Richard Thompson is a musician’s musician.  That’s not to say that he doesn’t have a legion of loyal fans, I’ve never seen him play a hall with an empty seat.  He likely won’t break into the periphery of the casual music listener, but you ask a fan, a true fanatic of music and its historical perspective, you’re bound to hear his name pop up.  Thompson graces everyone’s “best guitarists” list.

Richard Thompson is a maverick.  Coming out of London’s 70’s folk scene, he blends into any style of music yet remain identifiably himself.  Blues, rock, folk, electric, acoustic, he’s able to bridge genres and centuries of music with his playing.  Thompson has created his own modern take of the hybrid picking that Merle Travis made famous so long ago.  He can fit so much sound into one track that you’d swear there were multiple players in the room.

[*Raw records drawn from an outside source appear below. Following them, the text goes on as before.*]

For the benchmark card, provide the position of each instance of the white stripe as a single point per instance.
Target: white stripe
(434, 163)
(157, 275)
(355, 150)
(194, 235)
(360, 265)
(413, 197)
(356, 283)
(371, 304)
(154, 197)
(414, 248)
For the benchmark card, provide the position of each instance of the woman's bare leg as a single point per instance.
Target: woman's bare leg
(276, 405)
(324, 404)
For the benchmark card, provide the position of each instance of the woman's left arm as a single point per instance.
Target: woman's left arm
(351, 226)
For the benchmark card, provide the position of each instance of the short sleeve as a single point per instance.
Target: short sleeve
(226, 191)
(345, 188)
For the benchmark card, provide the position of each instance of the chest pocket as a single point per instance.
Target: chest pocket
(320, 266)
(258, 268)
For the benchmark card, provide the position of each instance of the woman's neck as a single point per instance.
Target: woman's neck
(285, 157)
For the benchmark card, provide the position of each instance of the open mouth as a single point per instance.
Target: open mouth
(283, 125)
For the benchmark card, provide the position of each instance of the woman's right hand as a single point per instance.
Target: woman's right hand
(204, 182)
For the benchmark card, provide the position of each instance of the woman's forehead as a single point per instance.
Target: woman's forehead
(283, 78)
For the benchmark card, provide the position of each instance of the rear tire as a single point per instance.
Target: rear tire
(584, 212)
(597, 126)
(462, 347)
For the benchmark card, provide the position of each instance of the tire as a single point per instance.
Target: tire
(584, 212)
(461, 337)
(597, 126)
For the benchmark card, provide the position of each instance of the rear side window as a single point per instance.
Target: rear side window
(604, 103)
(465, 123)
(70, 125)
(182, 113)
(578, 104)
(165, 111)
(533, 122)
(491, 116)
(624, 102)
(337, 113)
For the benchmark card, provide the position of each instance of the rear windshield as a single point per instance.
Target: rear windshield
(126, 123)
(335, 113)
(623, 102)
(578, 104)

Richard Thompson is a magician.  Alone with an acoustic guitar, he mesmerizes the crowd with feats that seem to defy physics.  When 550 people sit so still that you can hear his foot tapping the tempo on the bare stage, there’s electric in the air.  A palpable awareness that it could pop at any moment and all rush out.  And he knows he has us all right where he wants us, throwing in a few extra bars of the shuffling locomotive bridge of “Valerie“, making eye contact with a grin.  “It’s easy,” he says with a nonchalant shrug to a burst of applause, snapping us out of our trance.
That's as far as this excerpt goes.